Baltimore Symphony, Carlos Kalmar, Meyerhoff Hall, April 28, 2006After Dutilleux's Correspondances with the National Symphony at the Kennedy Center, Ionarts went to Baltimore in the pursuit of new music. In this case, it was the Baltimore Symphony Orchestra's performance of John Adams's On the Transmigration of Souls at Meyerhoff Symphony Hall. It is the most celebrated work of music written to commemorate the victims of the September 11 attacks, having won the Pulitzer Prize for Music in 2003, as well as a 2005 Grammy for the recording made by the New York Philharmonic. David Robertson and the St. Louis Symphony recently performed the work at Carnegie Hall (review by Bernard Holland), and as the fifth anniversary of the attacks approaches, audience and critical reaction to Adams's piece -- so powerful at its first performance, by all reports -- is evolving. So, I was glad to get a chance at last to hear the work in a live performance.
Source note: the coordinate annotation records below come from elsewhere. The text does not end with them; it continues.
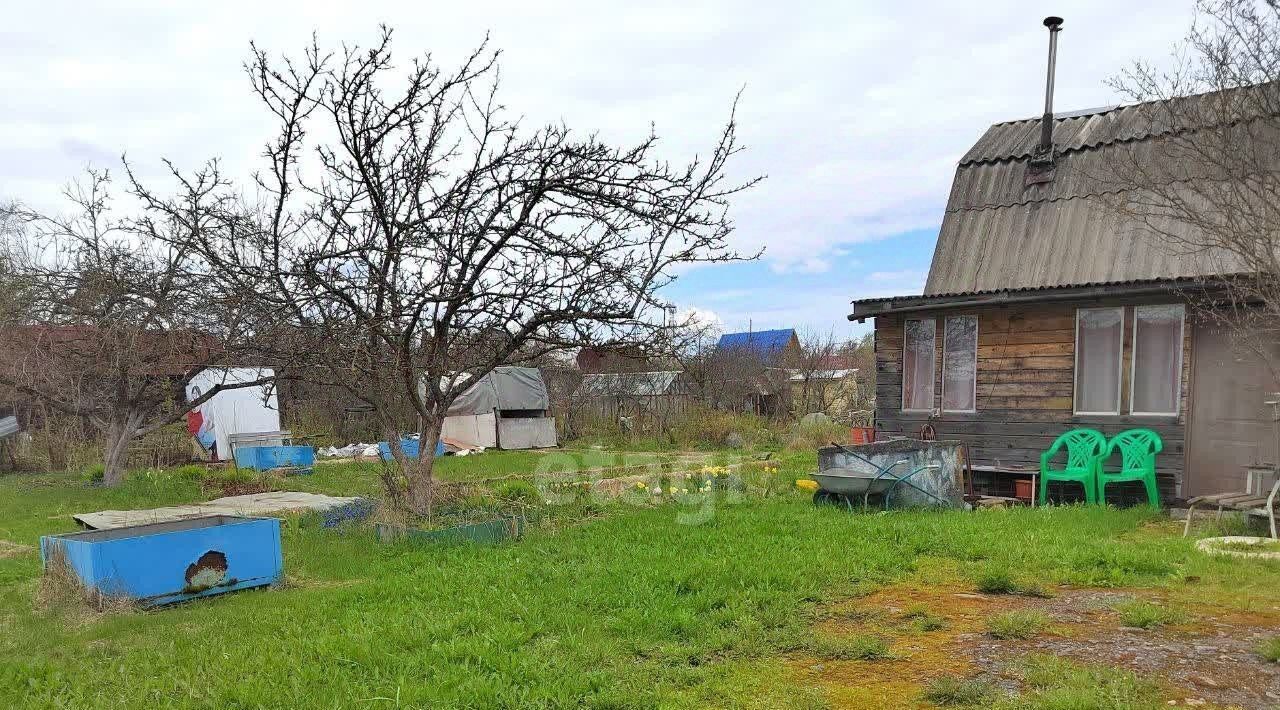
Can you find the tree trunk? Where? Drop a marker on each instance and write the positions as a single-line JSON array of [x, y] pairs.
[[421, 480], [119, 434]]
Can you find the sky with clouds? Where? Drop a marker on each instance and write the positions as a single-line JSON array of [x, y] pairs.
[[855, 111]]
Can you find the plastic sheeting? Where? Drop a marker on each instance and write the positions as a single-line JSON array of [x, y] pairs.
[[506, 388], [471, 430], [236, 411], [526, 433]]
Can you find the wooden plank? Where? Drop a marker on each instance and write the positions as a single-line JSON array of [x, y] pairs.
[[992, 376], [1024, 402], [1005, 338], [1064, 362], [1025, 389], [1025, 349]]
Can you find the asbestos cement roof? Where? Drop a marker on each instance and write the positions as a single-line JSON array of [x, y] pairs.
[[1000, 233]]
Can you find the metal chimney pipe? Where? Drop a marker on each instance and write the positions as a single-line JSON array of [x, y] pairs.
[[1046, 146]]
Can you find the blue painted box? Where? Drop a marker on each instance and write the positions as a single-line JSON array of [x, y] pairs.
[[176, 560], [408, 447], [265, 458]]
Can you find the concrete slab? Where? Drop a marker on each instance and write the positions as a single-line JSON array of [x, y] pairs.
[[256, 504]]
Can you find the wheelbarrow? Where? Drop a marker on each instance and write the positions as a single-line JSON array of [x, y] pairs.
[[844, 484]]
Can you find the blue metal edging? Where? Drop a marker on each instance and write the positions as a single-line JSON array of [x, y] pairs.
[[408, 447], [176, 560], [265, 458]]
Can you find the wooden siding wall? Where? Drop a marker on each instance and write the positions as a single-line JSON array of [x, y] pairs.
[[1025, 388]]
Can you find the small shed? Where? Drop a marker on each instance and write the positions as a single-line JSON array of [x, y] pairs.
[[507, 408], [248, 410]]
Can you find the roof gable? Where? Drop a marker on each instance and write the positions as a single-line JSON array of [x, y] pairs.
[[1001, 233], [762, 343]]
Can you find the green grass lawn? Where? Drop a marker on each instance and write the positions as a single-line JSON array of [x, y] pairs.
[[621, 607]]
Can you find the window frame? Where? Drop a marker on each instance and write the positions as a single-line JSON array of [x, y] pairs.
[[933, 366], [946, 324], [1075, 367], [1133, 361]]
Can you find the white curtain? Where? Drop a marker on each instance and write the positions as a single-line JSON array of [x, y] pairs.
[[959, 363], [918, 363], [1100, 333], [1157, 357]]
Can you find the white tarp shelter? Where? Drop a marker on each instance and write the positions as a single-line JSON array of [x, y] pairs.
[[506, 410], [236, 411]]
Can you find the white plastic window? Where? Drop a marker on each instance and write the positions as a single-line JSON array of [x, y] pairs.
[[1157, 358], [918, 362], [960, 365], [1098, 338]]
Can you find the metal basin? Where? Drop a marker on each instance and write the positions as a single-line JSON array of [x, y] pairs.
[[849, 481]]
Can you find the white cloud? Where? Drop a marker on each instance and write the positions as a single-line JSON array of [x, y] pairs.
[[699, 316], [906, 275], [800, 265], [856, 111]]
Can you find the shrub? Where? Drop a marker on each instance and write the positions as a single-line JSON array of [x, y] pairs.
[[1144, 614], [191, 472], [94, 473], [1270, 650], [950, 690], [1016, 624]]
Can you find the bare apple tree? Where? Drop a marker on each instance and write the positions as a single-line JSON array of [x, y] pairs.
[[105, 320], [414, 234], [1208, 187]]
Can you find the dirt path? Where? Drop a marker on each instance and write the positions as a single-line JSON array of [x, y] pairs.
[[1206, 660]]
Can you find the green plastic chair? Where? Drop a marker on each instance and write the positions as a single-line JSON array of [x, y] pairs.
[[1138, 449], [1083, 448]]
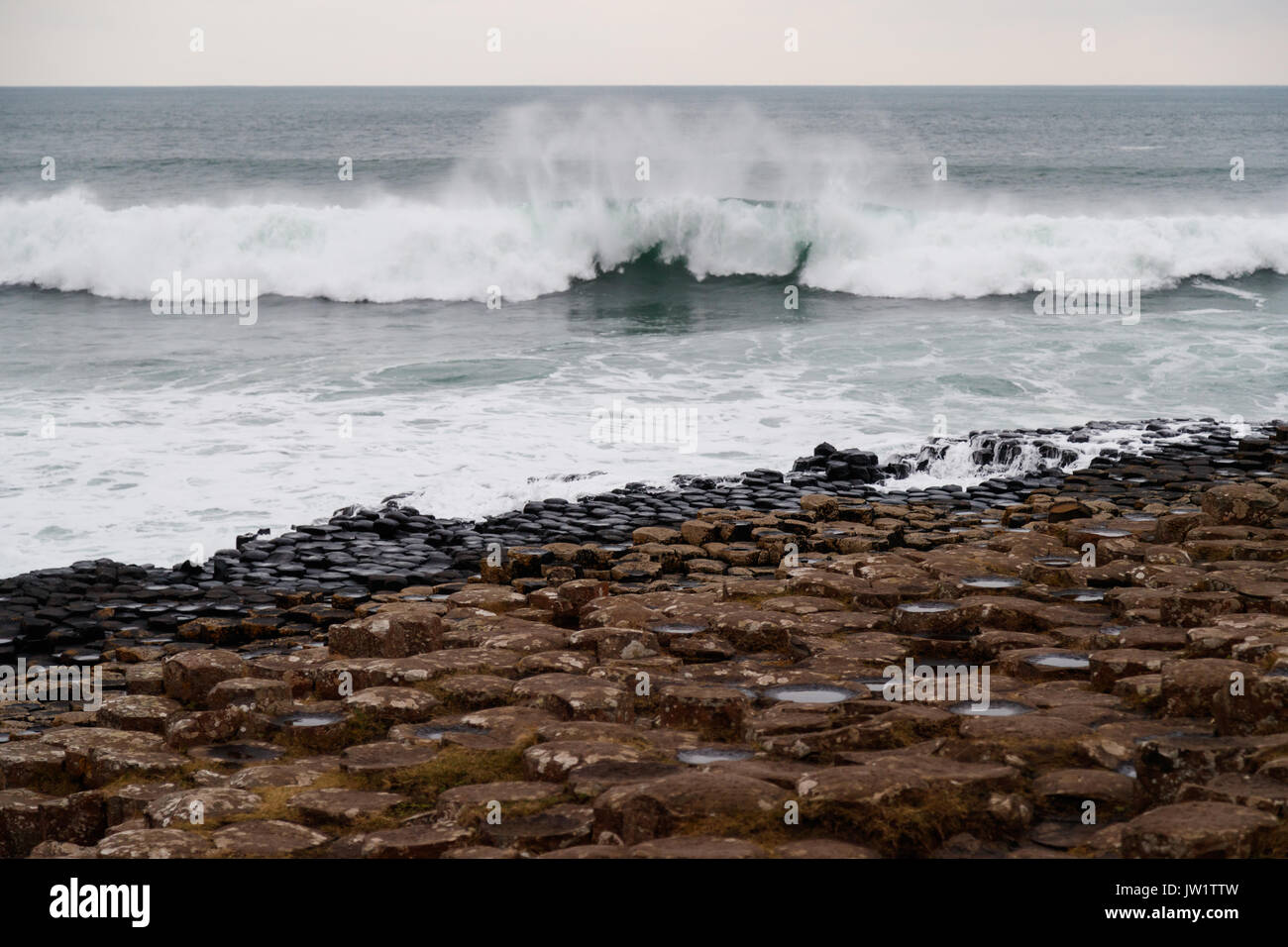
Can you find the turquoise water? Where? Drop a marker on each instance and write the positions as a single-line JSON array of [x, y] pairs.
[[375, 365]]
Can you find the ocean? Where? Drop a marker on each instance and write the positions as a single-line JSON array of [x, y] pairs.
[[471, 318]]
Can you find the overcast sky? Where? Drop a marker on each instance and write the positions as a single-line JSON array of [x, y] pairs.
[[643, 42]]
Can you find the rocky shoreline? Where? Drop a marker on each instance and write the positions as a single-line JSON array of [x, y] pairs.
[[696, 672]]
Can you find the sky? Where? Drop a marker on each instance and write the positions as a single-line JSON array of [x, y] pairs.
[[644, 43]]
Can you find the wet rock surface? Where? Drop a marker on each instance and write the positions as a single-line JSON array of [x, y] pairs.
[[773, 667]]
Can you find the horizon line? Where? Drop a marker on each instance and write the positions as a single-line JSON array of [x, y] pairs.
[[662, 85]]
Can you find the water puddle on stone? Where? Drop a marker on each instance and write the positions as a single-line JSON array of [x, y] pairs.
[[925, 607], [993, 709], [307, 719], [675, 628], [1070, 663], [809, 693], [1080, 594], [432, 732], [703, 755], [992, 582], [240, 753], [1056, 561]]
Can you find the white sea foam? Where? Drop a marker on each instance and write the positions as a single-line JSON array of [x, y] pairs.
[[394, 249]]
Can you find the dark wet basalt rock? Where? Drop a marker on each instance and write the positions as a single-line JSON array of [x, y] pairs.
[[665, 673]]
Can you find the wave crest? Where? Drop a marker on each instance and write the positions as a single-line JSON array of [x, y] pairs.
[[398, 249]]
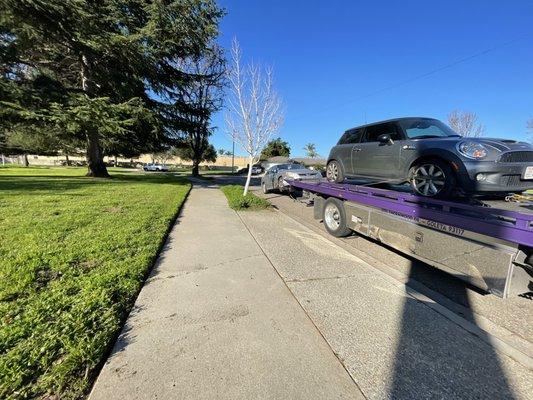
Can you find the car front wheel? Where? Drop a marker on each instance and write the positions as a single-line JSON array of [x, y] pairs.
[[334, 172], [432, 178]]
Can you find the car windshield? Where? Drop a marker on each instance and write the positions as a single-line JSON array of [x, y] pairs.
[[419, 128], [289, 166]]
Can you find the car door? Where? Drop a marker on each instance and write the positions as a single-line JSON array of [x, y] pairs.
[[269, 177], [374, 159], [343, 150]]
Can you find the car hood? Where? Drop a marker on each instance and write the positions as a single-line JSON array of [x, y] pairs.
[[499, 144], [301, 171], [504, 144]]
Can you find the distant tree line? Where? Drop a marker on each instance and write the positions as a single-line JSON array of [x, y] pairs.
[[112, 77]]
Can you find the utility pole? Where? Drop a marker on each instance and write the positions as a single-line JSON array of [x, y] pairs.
[[233, 158]]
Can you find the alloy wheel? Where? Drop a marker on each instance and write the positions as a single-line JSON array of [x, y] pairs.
[[332, 216], [332, 172], [428, 180]]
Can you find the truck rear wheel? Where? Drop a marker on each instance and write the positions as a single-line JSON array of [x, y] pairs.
[[334, 218], [334, 172]]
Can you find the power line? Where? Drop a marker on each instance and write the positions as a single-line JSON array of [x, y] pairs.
[[426, 74]]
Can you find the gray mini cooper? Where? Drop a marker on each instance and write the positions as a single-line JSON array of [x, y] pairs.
[[434, 159]]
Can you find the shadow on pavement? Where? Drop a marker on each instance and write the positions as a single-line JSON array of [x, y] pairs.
[[436, 359]]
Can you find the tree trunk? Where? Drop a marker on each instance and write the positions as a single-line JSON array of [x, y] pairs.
[[249, 177], [195, 168], [95, 158]]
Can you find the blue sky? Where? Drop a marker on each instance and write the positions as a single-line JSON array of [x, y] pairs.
[[339, 64]]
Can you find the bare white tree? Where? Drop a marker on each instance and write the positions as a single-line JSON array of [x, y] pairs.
[[465, 123], [255, 110]]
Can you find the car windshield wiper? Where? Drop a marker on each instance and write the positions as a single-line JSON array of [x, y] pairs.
[[427, 136]]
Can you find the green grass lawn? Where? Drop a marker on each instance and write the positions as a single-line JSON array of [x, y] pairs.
[[239, 202], [74, 252]]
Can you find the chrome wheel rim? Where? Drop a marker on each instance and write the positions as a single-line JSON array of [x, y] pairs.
[[428, 180], [332, 216], [333, 172]]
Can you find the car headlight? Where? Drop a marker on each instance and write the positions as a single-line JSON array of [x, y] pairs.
[[472, 150], [292, 175]]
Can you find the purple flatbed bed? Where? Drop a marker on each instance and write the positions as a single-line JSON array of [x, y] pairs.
[[488, 246]]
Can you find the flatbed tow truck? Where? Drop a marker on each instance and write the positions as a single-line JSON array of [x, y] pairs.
[[489, 246]]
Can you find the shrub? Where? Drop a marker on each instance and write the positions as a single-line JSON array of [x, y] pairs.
[[237, 201]]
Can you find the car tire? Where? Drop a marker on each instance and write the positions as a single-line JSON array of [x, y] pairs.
[[334, 218], [334, 172], [432, 178], [281, 187]]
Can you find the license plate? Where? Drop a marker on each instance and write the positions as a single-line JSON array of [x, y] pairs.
[[528, 173]]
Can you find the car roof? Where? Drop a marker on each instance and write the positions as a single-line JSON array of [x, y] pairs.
[[385, 121]]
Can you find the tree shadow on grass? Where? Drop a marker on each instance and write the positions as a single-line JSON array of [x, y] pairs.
[[60, 183]]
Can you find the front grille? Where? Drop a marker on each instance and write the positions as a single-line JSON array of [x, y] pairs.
[[517, 156], [515, 181]]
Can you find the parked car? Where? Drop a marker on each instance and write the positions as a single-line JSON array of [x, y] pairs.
[[256, 169], [274, 178], [155, 167], [434, 159]]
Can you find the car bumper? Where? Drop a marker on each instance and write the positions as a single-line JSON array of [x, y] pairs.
[[495, 177]]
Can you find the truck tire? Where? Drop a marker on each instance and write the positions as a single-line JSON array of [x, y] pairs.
[[334, 217], [334, 172]]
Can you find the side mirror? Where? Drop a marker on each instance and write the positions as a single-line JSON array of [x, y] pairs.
[[385, 139]]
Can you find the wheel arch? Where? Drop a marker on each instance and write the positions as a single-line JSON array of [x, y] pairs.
[[339, 162], [444, 156]]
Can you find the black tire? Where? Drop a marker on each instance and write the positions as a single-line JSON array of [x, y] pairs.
[[334, 217], [281, 187], [334, 172], [439, 175]]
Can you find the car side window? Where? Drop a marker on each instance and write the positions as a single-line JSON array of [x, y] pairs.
[[372, 132], [351, 137]]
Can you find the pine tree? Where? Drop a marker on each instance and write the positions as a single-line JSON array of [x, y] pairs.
[[102, 58]]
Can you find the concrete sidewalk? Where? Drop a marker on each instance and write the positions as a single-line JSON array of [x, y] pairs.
[[215, 320]]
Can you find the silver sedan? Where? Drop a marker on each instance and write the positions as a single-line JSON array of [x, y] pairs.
[[274, 178]]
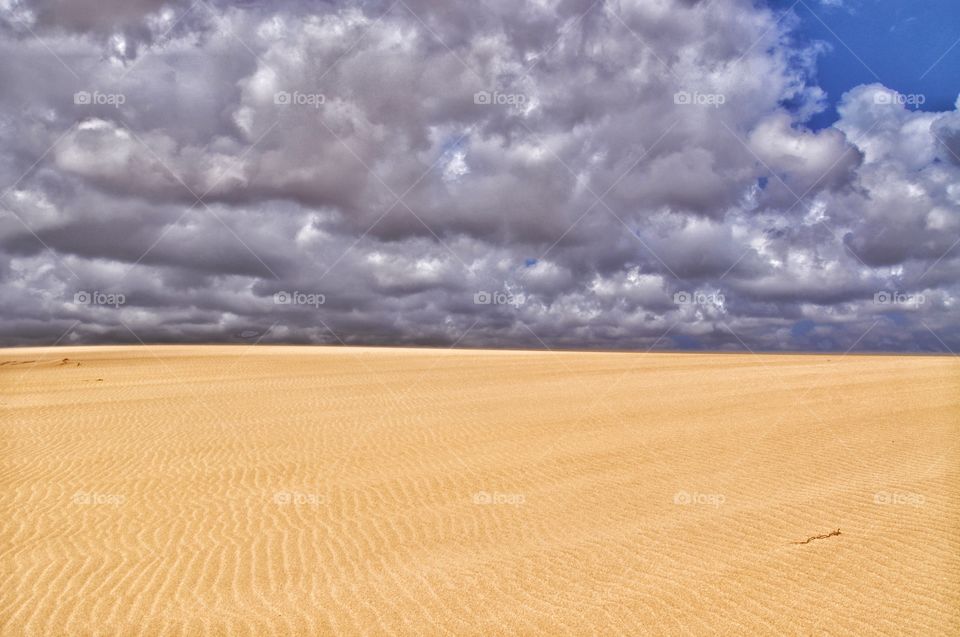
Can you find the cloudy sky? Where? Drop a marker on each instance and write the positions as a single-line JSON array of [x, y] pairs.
[[635, 174]]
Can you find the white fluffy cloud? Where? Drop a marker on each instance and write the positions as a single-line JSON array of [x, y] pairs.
[[611, 174]]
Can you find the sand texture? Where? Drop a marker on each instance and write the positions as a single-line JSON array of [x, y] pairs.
[[177, 490]]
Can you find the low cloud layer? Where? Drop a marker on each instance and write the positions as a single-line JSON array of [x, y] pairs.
[[562, 174]]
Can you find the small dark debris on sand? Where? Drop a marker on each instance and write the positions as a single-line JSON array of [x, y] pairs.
[[818, 537]]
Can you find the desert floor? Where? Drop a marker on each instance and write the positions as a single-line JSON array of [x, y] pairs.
[[319, 491]]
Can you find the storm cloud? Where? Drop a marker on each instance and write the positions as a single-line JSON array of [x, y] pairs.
[[560, 173]]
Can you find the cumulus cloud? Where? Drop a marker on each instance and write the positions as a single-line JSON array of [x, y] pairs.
[[626, 174]]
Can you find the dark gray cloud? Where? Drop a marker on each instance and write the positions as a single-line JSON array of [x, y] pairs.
[[542, 174]]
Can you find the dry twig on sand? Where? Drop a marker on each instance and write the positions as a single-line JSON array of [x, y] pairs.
[[818, 537]]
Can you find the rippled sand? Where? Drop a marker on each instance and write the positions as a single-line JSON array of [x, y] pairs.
[[321, 491]]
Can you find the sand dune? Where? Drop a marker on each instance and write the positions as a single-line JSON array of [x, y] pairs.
[[321, 491]]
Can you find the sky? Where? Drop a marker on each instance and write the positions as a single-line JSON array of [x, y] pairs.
[[727, 175]]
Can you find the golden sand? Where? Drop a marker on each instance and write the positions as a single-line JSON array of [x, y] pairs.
[[319, 491]]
Guest conductor Carlos Kalmar led the amassed performing forces, with the Concert Artists of the Baltimore Symphonic Chorale and the large Peabody Children's Chorus in the choir stands behind and in the side balconies on either side of the Baltimore Symphony Orchestra. Kalmar's first gesture was to cue the prerecorded tape prepared by Mark Grey. At first, all we hear are the sounds of a normal city's song, busy streets, sirens, and the click of people's shoes as they walk down the sidewalk. Soon, a boy's voice begins the piece's first ostinato, repeating the word "Missing," followed by a litany of victims' names. These "concrete" sounds are then interwoven with the wash of performed sound, beginning with women's voices on an "oo" vowel and gentle string chords. Much of the piece unfolds with the effect of Klangfarbenmelodie, a pulsating mass of sound out of which harmonic colors surge and recede, not unlike what you see when staring at a stained glass window.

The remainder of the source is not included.